生造的时尚古镇,与一场野心勃勃的针织时装周

我去了一场古镇里的时装周,空荡荡的古镇像是虚假的置景,当地政府、公关公司、企业主与设计师在秀场内外依次出场,大家都有想要得到的东西。我喜欢书写这样割裂的、有张力的地方,它是中国当下社会各方权力混杂的产物。

为时尚杂志工作,我偶尔会出入一些上流社会的场所,濮院针织时装周就是一个。把自己从虚假的造景里抽离出来,我发现,秀场内外都很精彩,是各方权力混杂的产物。

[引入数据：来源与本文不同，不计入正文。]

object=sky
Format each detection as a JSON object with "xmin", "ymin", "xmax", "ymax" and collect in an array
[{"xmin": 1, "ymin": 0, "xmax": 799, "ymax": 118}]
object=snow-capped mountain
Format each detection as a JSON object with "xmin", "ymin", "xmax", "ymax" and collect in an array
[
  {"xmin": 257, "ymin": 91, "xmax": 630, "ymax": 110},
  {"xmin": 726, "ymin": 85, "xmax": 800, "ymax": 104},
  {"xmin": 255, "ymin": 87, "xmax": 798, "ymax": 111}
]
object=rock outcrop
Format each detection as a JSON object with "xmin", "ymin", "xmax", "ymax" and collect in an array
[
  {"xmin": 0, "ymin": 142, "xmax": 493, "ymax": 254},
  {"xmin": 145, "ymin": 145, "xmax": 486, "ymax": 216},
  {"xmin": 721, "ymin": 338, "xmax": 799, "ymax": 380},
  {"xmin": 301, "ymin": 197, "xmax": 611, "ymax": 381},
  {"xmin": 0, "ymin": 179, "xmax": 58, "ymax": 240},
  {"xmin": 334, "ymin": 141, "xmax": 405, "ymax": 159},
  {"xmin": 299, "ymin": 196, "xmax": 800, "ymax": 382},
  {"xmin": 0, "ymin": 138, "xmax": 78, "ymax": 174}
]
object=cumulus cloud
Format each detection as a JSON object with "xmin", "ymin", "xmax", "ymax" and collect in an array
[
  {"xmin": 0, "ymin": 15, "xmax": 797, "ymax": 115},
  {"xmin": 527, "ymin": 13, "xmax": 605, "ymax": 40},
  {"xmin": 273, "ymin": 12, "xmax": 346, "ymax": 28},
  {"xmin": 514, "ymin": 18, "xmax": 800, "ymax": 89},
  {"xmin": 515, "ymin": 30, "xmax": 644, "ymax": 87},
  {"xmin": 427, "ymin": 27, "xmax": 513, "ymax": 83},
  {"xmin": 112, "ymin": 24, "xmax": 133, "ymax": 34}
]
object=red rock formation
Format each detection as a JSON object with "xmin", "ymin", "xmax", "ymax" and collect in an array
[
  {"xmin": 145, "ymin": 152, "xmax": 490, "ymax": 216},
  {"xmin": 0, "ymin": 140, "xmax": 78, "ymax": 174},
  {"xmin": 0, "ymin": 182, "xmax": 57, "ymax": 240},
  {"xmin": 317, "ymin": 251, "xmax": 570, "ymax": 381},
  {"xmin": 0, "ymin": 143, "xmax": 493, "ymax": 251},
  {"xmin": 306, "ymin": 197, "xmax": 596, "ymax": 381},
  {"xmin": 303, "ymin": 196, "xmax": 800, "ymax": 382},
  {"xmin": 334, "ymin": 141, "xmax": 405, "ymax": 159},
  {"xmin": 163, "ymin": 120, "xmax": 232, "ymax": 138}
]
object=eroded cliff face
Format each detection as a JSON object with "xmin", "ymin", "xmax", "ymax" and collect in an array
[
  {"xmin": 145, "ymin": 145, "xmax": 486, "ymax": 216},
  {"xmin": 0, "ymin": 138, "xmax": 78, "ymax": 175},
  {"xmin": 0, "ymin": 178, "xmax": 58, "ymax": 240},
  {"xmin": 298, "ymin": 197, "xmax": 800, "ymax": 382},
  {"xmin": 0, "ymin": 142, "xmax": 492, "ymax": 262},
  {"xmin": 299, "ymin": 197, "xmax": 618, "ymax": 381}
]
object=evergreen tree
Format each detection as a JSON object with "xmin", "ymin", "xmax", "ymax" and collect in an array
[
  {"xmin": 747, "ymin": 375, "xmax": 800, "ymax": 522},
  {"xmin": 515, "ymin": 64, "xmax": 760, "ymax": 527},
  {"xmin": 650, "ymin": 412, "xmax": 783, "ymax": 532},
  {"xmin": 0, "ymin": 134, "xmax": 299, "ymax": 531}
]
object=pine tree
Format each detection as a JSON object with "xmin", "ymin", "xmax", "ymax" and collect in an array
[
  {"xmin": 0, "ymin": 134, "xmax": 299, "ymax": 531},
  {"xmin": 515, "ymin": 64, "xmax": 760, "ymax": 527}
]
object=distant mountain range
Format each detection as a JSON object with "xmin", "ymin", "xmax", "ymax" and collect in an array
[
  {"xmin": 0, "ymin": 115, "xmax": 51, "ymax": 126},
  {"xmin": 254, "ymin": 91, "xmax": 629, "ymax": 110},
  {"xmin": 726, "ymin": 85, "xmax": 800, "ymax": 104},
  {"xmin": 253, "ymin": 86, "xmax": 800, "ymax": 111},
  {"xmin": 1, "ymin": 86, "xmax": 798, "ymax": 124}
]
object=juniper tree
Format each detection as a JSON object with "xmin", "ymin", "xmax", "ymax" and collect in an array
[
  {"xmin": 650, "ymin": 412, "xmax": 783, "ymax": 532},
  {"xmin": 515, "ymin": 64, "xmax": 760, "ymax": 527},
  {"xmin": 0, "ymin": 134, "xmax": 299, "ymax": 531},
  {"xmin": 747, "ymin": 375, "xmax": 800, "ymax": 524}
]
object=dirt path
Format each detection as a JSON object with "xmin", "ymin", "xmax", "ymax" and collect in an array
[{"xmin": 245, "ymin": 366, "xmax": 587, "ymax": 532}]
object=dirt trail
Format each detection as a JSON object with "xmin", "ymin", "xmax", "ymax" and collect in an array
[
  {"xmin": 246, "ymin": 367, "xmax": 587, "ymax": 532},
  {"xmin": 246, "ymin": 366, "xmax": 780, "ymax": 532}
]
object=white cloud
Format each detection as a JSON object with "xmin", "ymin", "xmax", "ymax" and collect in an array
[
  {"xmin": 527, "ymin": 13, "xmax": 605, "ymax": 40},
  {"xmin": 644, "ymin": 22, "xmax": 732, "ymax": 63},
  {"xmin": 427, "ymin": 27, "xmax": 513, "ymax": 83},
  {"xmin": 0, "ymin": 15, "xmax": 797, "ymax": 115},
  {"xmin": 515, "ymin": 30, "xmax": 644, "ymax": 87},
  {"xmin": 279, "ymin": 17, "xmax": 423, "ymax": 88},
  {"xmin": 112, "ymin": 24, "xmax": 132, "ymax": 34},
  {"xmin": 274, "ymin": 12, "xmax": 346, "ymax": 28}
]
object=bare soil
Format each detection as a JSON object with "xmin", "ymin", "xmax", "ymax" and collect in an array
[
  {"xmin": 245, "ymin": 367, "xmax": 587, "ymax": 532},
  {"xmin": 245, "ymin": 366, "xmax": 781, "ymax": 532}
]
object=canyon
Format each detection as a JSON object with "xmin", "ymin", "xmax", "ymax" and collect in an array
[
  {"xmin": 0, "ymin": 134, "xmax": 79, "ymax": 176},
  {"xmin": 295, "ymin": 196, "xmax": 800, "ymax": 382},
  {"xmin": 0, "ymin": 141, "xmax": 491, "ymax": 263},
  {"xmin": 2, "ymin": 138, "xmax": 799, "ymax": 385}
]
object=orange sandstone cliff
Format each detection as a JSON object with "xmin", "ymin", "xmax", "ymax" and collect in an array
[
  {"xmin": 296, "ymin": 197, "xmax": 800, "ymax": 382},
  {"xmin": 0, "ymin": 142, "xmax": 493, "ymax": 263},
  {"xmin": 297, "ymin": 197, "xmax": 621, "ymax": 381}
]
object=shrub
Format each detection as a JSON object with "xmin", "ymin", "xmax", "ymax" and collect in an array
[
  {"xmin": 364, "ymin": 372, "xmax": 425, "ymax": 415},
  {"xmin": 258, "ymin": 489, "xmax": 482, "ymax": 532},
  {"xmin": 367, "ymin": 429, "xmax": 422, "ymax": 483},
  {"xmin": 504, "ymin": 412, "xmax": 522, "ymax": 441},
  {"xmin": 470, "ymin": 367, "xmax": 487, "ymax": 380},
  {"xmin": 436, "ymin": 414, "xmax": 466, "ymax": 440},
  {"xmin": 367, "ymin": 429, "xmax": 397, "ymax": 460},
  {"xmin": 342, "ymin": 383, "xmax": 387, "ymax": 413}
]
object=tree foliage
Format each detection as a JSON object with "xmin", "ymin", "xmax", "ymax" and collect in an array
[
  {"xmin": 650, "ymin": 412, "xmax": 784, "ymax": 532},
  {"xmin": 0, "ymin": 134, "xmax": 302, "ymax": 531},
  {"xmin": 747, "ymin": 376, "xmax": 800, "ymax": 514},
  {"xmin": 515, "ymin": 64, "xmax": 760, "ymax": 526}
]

从上世纪80年代开始,濮院的企业家们抓住机遇,从小作坊到现代化工厂,从摊位到档口,逐渐形成了完整的针织产业集群,成为国内针织制造业的中心。这是中国制造业小镇的惯常模式。只不过,仅仅做制造业,不再能满足濮院政府和当地企业的野心,钱赚够了,他们想往高处够一够,为濮院打造一张时尚的、高级的、国际化的名片。

加上每个有钱的江浙地方政府,都想发展本地的旅游业。濮院古镇投资71亿,历时近十年才完成了三分之一。时尚和古镇两个不搭边的名词,在这样的野心下被放在了一起。这里的第一场活动,是2023年4月举办的针织时装周。

政府请来了乌镇的运营团队运营濮院古镇,运营团队又请来了上海有名的公关公司操盘。公关公司一出马,几个针织设计师品牌们,马上答应来濮院办秀。设计师们有名,但没太多钱,依附于时尚行业的权力关系。当地针织企业有钱,但不知道怎么做品牌。他们同时在古镇的庙宇里走秀。

走出秀场,时尚的结界消失,我去档口和展销会转了转,「濮院毛纱市场」、「中央商城」、「国贸名品港」、「世贸大厦」,我从建筑的外立面和商城名字看出时间流过的痕迹。展销会上,银行会提供「横机贷」,似乎我马上就可以就地开一家针织厂。

古镇开门迎客

「我们桐乡已经有一个乌镇了,还要建这么多乌镇干嘛?」司机师傅在濮院古镇接上我时说。他对这个刚开放试营业的古镇没有太大兴趣。在浙江桐乡,游人一般都去往 10 公里外的乌镇。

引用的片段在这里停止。